DSS SCANNED DOCUMENT PROJECT
This document describes the process for updating the DSS scanned document
web page. The scanned document files have been put in dataset ds002.0.
- Most of our scanned documents are created by the Image and Design
Center. Cecilia ships them documents that need to be scanned. The IDC
then uploads the scanned files to /huron/ftp/rossby/upload/papers.roy.
The scanned files are scanned at 400bpi and are multi-page tif files
with group 4 compression. The format of the file name is llnnnn.tif, where
ll = 2 letter abreviation of the persion having he docs scanned and nnnn
is a sequential number identifier for that persion.
Cecilia then checks the scanned version against
the original
- Cecilia keeps an Excel page on her PC which describes each of the
scanned documents.
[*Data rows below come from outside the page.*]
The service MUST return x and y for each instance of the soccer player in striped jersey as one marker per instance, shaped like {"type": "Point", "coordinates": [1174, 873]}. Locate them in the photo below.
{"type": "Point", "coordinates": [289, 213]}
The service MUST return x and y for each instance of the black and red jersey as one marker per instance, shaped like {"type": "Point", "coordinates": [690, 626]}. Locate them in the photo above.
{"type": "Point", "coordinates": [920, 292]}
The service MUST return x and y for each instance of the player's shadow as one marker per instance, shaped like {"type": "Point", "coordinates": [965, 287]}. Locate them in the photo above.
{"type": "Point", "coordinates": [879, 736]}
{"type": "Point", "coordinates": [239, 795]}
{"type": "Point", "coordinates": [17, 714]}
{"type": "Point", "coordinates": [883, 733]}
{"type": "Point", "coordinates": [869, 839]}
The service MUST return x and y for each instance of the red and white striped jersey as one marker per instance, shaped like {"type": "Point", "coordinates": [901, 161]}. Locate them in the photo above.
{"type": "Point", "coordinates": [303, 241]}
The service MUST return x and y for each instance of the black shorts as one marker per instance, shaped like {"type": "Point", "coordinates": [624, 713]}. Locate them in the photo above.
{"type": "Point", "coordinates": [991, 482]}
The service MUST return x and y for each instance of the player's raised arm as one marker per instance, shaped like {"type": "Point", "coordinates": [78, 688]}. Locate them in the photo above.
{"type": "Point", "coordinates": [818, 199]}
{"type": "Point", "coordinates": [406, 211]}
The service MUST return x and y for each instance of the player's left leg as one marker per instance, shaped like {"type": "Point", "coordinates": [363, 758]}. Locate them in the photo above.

She also keeps track of which have been sent to
the IDC, which have been returned and which have been checked and are
ready for release and public consumption.
- After the scanned file had been checked and approved by Ces, it has to be
moved to /huron/ftp/docs/papers-scanned/tif. A PDF version is then
created in /huron/ftp/docs/papers-scanned/pdf. The PDF version is what
is served via the DSS scanned documents web page. This step is done by a
DSS member.
- The DSS scanned document web page has to be updated to reflect the new
documents.
- A script has been created to move the files from the upload area to
/huron/ftp/docs/papers-scanned/tif directory, create the pdf and update
the web page. The script is in /huron/dss/bin/scan2web. When adding
4 or 5 scanned docs to the web page, the script takes about 10-15 minutes
to run. This is what the script does :
- takes as input a TAB delimited version of the Excel file describing
each scanned document. This is the file noted above on Ces's PC.
- The script compares the original (in /huron/rossby...) of each document on the
list to the version (in /huron/ftp/docs...). If there is a difference, a
new version of the original is copied to the docs area and the
PDF is created. This step is necessary as Roy occassionaly updates some
of his documents. At this point, it takes about 2 hours to convert
ALL of the documents from tif to PDF, so doing it this way is much
faster.
The script also copies any new files from the rossby/upload area to
the docs/papers-scanned area and created the PDF files
- A web page is then created and put in
/huron/ftp/docs/papers-scanned/internal/papers.html. All the links
in this page are then checked.
- Output from the scipt goes to standard out AND you get a copy
via email. The output will notify you of problems in finding files
in the rossby/upload directory and will note any bad links.
If everying is ok, You have to move the papers.html files
from the internal directory to /huron/ftp/docs/papers-scanned directory
The files are periodically written to the MSS. Dataset ds002.0 has
been created to keep track of the MSS files. Most of Roy's files are tarred
50 files to an MSS y volume. Files for everyone else are tarred into
another file.